Death Valley, CA is the hottest place on the planet, with a world record temperature of 134 F (57 C). It is also the driest place in the U.S., with less than 2 inches of rain per year, and the lowest, with Badwater Basin being 282 feet below sea level.
So why would anyone want to visit this hot, dry desert? In June? First, because the landscape is fascinating, colorful, unique. Second, because we happen to be passing through it on our way to the Grand Canyon.
We only spent a day here, but wish we had stayed longer. There is much to see, and if it’s summer, you’re going to want to see most everything before 10 a.m. or after 6 p.m. because the heat is strong, powerful, and thirsty—capable of sucking the moisture right out of you.
We arrived in the evening to warm, desert breezes at Panamint Springs Resort on the western edge of Death Valley. Looking out at the expanse of sagebrush-dotted flat lands and the mountains in the distance, with the cloudy sky still full of color, I felt at peace.
In the morning, we first stopped at Mesquite Flat Sand Dunes, where we had a blast jumping off the dunes, which are up to 100 feet tall. We had to wear socks because at 10 a.m., the sand was scorching hot.
We wanted to explore Mosaic Canyon, where you can hike through a narrow, marble-walled canyon of immeasurable beauty, but the road to it was closed for construction. We then joined the hordes of tourists up the steep walkway to take in the spectacular views at Zabriskie Point, which the park describes as “a maze of wildly eroded and vibrantly colored badlands.” It was worth it.
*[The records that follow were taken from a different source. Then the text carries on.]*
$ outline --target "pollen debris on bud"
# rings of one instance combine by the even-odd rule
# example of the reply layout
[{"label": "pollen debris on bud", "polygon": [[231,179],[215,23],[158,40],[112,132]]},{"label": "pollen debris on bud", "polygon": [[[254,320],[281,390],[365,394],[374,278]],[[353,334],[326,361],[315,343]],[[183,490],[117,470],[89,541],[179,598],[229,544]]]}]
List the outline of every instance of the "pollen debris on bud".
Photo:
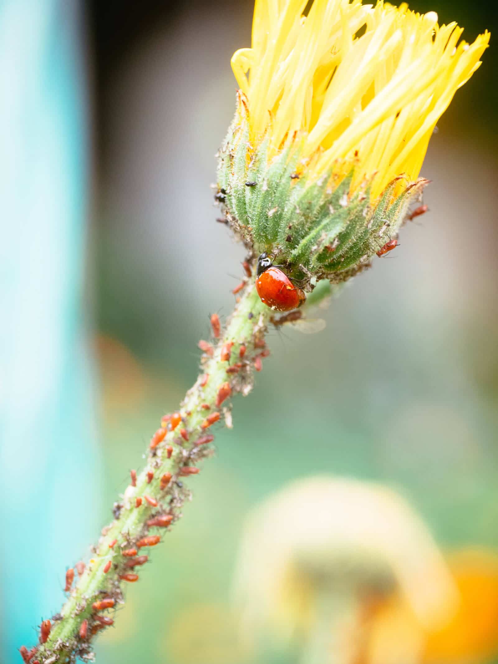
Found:
[{"label": "pollen debris on bud", "polygon": [[127,581],[128,583],[135,583],[135,581],[138,581],[138,574],[127,572],[125,574],[121,574],[120,578],[122,581]]},{"label": "pollen debris on bud", "polygon": [[171,481],[171,473],[165,473],[163,477],[161,478],[161,483],[159,484],[159,488],[161,491],[164,491],[166,487],[169,484]]},{"label": "pollen debris on bud", "polygon": [[80,638],[82,639],[84,641],[86,639],[86,636],[88,633],[88,621],[84,620],[81,623],[81,627],[80,627]]},{"label": "pollen debris on bud", "polygon": [[187,477],[188,475],[198,475],[200,472],[199,468],[193,465],[184,465],[180,469],[180,475]]},{"label": "pollen debris on bud", "polygon": [[174,431],[181,422],[181,415],[180,413],[173,413],[169,421],[171,431]]},{"label": "pollen debris on bud", "polygon": [[143,546],[155,546],[161,541],[159,535],[149,535],[147,537],[142,537],[137,542],[137,547],[141,548]]},{"label": "pollen debris on bud", "polygon": [[40,642],[46,643],[50,636],[52,623],[50,620],[44,620],[40,625]]},{"label": "pollen debris on bud", "polygon": [[166,437],[167,432],[167,430],[165,429],[163,427],[161,427],[160,429],[158,429],[157,431],[156,431],[151,438],[151,444],[149,445],[151,450],[154,450],[157,447],[159,443],[162,443]]},{"label": "pollen debris on bud", "polygon": [[121,553],[126,558],[133,558],[133,556],[137,555],[137,550],[136,548],[125,548]]},{"label": "pollen debris on bud", "polygon": [[211,434],[207,434],[206,436],[201,436],[200,438],[198,438],[195,442],[196,445],[207,445],[208,443],[212,443],[214,440],[214,436]]},{"label": "pollen debris on bud", "polygon": [[92,608],[94,611],[104,611],[104,609],[113,608],[116,602],[112,597],[106,597],[104,600],[99,600],[98,602],[94,602],[92,605]]},{"label": "pollen debris on bud", "polygon": [[155,517],[154,519],[149,519],[147,522],[147,525],[150,527],[155,526],[157,528],[167,528],[171,524],[172,521],[173,515],[163,514],[160,517]]},{"label": "pollen debris on bud", "polygon": [[220,386],[216,395],[216,406],[217,408],[221,406],[224,401],[232,396],[232,388],[229,382],[224,382]]},{"label": "pollen debris on bud", "polygon": [[211,316],[211,327],[212,336],[214,339],[219,339],[221,334],[221,325],[220,324],[220,317],[217,313],[213,313]]},{"label": "pollen debris on bud", "polygon": [[126,567],[131,567],[133,569],[137,565],[145,565],[148,560],[148,556],[138,556],[137,558],[133,558],[130,560],[126,560],[125,565]]},{"label": "pollen debris on bud", "polygon": [[222,362],[229,362],[230,356],[232,355],[232,347],[234,345],[233,341],[227,341],[226,343],[224,343],[221,347],[221,353],[220,353],[220,359]]},{"label": "pollen debris on bud", "polygon": [[64,588],[65,592],[69,592],[71,590],[71,586],[72,586],[72,582],[74,580],[74,570],[72,567],[70,567],[69,569],[66,572],[66,586]]},{"label": "pollen debris on bud", "polygon": [[212,347],[210,343],[209,343],[208,341],[205,341],[203,339],[201,339],[197,345],[203,351],[203,353],[205,353],[206,355],[209,355],[210,357],[212,357],[212,356],[214,355],[214,349]]},{"label": "pollen debris on bud", "polygon": [[214,422],[218,422],[220,419],[220,416],[218,412],[211,413],[210,415],[208,415],[203,424],[201,425],[201,428],[207,429],[208,427],[214,424]]}]

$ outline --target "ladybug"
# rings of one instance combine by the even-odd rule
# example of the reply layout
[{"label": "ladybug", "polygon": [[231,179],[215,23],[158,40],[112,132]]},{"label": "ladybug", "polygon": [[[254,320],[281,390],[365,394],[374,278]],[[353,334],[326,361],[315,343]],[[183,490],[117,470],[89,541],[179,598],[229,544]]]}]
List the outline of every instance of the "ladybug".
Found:
[{"label": "ladybug", "polygon": [[264,252],[258,259],[256,290],[261,301],[276,311],[290,311],[306,299],[304,291],[294,286]]}]

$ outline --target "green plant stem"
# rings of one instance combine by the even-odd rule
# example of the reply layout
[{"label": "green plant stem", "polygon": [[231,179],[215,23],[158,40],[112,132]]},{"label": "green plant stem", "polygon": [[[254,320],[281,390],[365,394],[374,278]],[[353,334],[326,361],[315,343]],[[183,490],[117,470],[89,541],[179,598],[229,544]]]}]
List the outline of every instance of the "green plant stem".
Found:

Ignore the crowds; go do this!
We made a final stop at Furnace Creek Visitor’s Center, with its cool exhibits and the history of mining here in Death Valley. The kids loved running through there. We skipped Scotty’s Castle, as it was out of our way, but I had been there before long ago. It’s worth a visit if you’re staying a while. We also skipped Furnace Creek Ranch, with its buzzing bars, restaurants, and cafes. We had to move on to our next destination.
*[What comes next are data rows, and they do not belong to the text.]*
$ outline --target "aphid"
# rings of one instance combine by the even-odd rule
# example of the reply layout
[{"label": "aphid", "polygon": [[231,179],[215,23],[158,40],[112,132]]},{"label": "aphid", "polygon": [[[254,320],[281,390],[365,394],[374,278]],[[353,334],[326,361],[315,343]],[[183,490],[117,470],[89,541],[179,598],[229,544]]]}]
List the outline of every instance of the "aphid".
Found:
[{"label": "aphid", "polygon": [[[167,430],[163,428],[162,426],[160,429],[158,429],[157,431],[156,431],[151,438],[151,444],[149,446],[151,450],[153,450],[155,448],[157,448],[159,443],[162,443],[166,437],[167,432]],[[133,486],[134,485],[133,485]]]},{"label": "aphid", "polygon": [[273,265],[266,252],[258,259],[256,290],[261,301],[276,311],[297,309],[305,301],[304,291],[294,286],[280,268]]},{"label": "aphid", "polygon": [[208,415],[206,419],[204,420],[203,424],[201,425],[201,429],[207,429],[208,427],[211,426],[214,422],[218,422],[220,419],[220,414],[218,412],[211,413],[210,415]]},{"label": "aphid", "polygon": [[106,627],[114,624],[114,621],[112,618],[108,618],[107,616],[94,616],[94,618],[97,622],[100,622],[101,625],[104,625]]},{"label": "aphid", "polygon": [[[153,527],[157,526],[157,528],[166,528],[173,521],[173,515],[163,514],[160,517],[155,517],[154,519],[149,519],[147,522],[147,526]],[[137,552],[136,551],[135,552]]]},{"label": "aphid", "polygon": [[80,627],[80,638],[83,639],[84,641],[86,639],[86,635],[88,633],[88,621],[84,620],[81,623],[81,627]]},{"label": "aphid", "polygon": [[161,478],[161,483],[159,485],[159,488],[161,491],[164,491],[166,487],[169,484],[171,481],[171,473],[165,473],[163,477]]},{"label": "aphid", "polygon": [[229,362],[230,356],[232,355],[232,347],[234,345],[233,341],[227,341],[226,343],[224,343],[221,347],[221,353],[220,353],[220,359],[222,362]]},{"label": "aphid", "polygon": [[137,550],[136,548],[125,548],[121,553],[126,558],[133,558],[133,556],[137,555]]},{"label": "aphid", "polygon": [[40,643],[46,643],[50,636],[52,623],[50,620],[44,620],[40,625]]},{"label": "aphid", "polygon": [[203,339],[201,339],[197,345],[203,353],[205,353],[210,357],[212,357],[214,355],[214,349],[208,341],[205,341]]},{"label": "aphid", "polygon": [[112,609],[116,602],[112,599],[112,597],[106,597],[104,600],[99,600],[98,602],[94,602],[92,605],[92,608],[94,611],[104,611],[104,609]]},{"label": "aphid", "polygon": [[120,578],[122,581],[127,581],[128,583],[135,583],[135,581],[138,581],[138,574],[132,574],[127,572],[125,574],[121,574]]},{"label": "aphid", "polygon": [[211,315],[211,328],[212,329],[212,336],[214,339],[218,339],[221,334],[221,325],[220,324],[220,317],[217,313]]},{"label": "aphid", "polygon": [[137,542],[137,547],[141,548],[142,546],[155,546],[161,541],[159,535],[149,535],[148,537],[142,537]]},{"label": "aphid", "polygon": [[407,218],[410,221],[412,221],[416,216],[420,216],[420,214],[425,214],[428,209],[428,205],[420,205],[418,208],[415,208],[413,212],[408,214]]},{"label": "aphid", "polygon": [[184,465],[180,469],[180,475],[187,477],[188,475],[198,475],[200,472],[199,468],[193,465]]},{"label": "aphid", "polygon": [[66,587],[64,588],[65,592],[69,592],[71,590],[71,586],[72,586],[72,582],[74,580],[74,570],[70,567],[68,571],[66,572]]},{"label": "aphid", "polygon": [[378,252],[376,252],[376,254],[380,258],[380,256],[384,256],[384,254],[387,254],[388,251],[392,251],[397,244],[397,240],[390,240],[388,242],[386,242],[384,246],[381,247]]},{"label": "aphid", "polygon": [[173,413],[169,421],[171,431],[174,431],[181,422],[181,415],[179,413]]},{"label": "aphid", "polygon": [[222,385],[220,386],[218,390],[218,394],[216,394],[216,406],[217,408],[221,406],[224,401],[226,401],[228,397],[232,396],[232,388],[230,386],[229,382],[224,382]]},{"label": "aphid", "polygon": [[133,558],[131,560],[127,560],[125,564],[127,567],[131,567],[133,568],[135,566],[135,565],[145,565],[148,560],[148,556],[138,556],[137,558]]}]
I imagine Death Valley is a photographers haven: there is so much beauty to capture in the pattern of the rocks and the landscape. If you are visiting Death Valley, a good list of the sights to see is this one. If you’re looking for (mostly) short hikes that bring you up close to some of Death Valley’s best features, check out this list on the park’s website. (Given more time, that’s what I would do: see the sights through these hikes.)
Also, be sure to pick up The Guide, which the park distributes upon entering Death Valley NP. The Guide lists numerous things to see and do. That’s how I learned that there are swimming pools at Furnace Creek Ranch and Stovepipe Resort. The kids would love that! Uhm, so would we.
Finally, be sure to drink plenty of water, eat salty snacks, and wear a hat and sunscreen.